From search_for_more.md:

  • GRIFT (2604.16242) — gradient fingerprints to detect+reject reward hacking. Same level (gradient), same RLVR-loophole setting; their detector is a comparison point for our weak persona mask.
  • Rebound / Advantage Modification (2604.01476) — intervenes in the GRPO advantage; we intervene in the gradient. The exact contrast.
  • Spilling the Beans (2511.06626) — SFT self-report generalises OOD (train on known errors -> admit hidden objectives). The generalisation story structurally matches ours.
  • Baker et al. monitoring (2503.11926) — weak monitor catches strong model, BUT optimising against it breeds obfuscated reward hacking. This is the risk that kills reward-driven routing and argues for mask-only (mechanistic) routing.

What is ours (the testable contribution)

Not the machinery (Cloud/SGTM own route+ablate+absorption), not project-onto-clean (Deng), not reward-for-honesty (OpenAI, and we reject it — it invites Baker's obfuscation and reintroduces a live judge over student rollouts).

Plausibly novel:

  1. Mask source = a self-supervised persona-contrast direction (grad or act, in the SVD-of-W basis), ~10 pairs, no content classifier, no outcome label, no oracle.

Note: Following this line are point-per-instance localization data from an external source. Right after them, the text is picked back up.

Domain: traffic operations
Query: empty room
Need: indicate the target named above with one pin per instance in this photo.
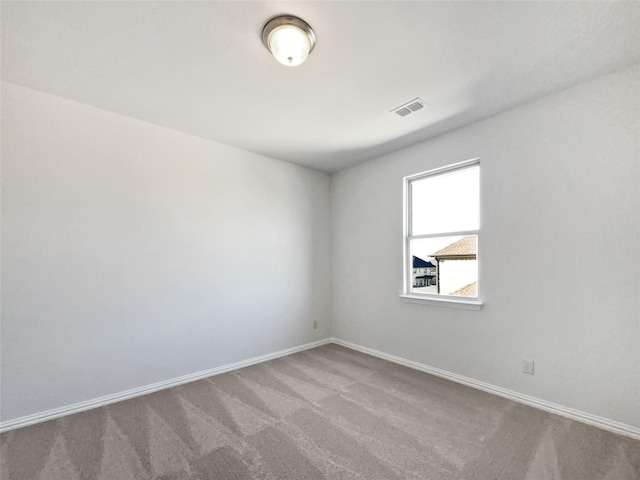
(364, 240)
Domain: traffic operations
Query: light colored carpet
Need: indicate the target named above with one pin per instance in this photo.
(327, 413)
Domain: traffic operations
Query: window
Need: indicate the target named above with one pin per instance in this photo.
(442, 223)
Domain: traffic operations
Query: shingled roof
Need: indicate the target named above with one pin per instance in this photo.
(419, 263)
(465, 247)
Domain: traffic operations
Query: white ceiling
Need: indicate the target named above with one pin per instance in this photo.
(200, 67)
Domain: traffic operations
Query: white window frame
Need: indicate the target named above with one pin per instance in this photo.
(469, 303)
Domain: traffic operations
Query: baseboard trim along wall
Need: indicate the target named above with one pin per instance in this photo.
(589, 419)
(137, 392)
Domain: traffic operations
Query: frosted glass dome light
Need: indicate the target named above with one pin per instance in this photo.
(289, 39)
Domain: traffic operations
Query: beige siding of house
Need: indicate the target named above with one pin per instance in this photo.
(455, 274)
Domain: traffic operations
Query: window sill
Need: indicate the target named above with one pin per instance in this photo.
(443, 302)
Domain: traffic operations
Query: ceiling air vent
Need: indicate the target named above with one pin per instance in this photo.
(409, 107)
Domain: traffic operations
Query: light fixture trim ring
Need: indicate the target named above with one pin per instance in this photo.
(282, 20)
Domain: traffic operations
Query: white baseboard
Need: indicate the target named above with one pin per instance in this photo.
(600, 422)
(136, 392)
(596, 421)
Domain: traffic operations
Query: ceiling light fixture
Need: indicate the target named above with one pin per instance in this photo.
(290, 39)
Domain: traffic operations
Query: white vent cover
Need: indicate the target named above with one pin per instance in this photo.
(409, 107)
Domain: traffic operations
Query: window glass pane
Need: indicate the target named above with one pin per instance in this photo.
(448, 202)
(444, 265)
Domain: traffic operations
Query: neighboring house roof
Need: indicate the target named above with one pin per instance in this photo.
(419, 263)
(465, 247)
(470, 290)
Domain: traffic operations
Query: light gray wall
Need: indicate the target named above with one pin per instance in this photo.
(133, 254)
(560, 252)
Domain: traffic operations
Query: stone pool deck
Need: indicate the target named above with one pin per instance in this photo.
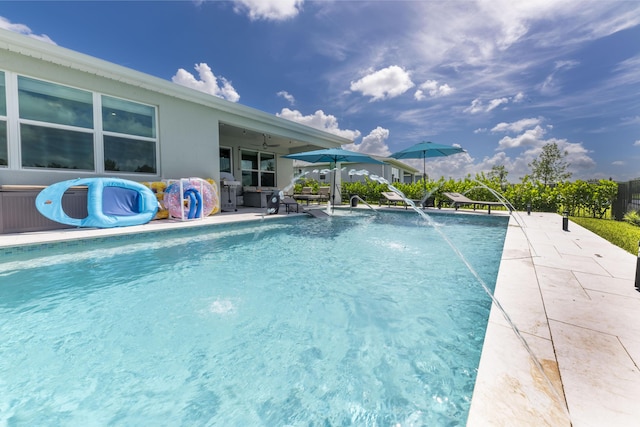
(571, 295)
(572, 299)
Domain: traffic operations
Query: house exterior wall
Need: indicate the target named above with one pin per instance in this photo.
(189, 122)
(187, 132)
(384, 171)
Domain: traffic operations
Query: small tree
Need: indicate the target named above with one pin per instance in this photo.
(498, 174)
(550, 166)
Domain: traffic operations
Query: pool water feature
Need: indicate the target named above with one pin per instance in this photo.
(354, 320)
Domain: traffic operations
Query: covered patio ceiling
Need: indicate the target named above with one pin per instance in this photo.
(277, 139)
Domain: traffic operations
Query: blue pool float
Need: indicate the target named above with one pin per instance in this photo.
(111, 202)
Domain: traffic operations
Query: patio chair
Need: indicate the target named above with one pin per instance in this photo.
(289, 204)
(392, 197)
(460, 200)
(306, 194)
(324, 193)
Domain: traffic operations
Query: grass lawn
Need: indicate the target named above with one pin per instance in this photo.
(619, 233)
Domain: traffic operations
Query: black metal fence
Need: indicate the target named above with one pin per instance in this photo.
(628, 199)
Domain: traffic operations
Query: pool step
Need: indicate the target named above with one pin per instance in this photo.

Cloud/SGTM route by document/domain labels.
  2. Setting = RL reward hacking (they do pretrain/SFT content-domain unlearning).
  3. Scalability argument — the mask is the model's own representation, so it should sharpen with capability; SGTM's own data (leakage shrinks with scale) supports rather than threatens this. Weak-to-strong alignment framing.

Caveat: SGTM's authors are Anthropic alignment, so RL reward hacking is plausibly on their roadmap — lead with the persona-direction-as-mask as the distinctive claim, and report honestly that the routing/absorption mechanism is inherited.

Design implications carried into docs/spec/20260531_routing_v2_distinct_basis.md

  • Impose the mask, never reward it (Baker; Cloud :422).
  • Distinct basis + additive forward + detach-route (not hard MoE) so unflagged hacks pass through the quarantine and can be absorbed.
  • Seed hard (flagged), absorb soft (unflagged) — SGTM's hybrid.
  • Expect to add an L1 sparsity aid (Cloud shows it can be necessary).
  • Leakage is bounded and shrinks with scale (SGTM §4.3) — the central reason the additive design is viable, and the central risk at our small scale.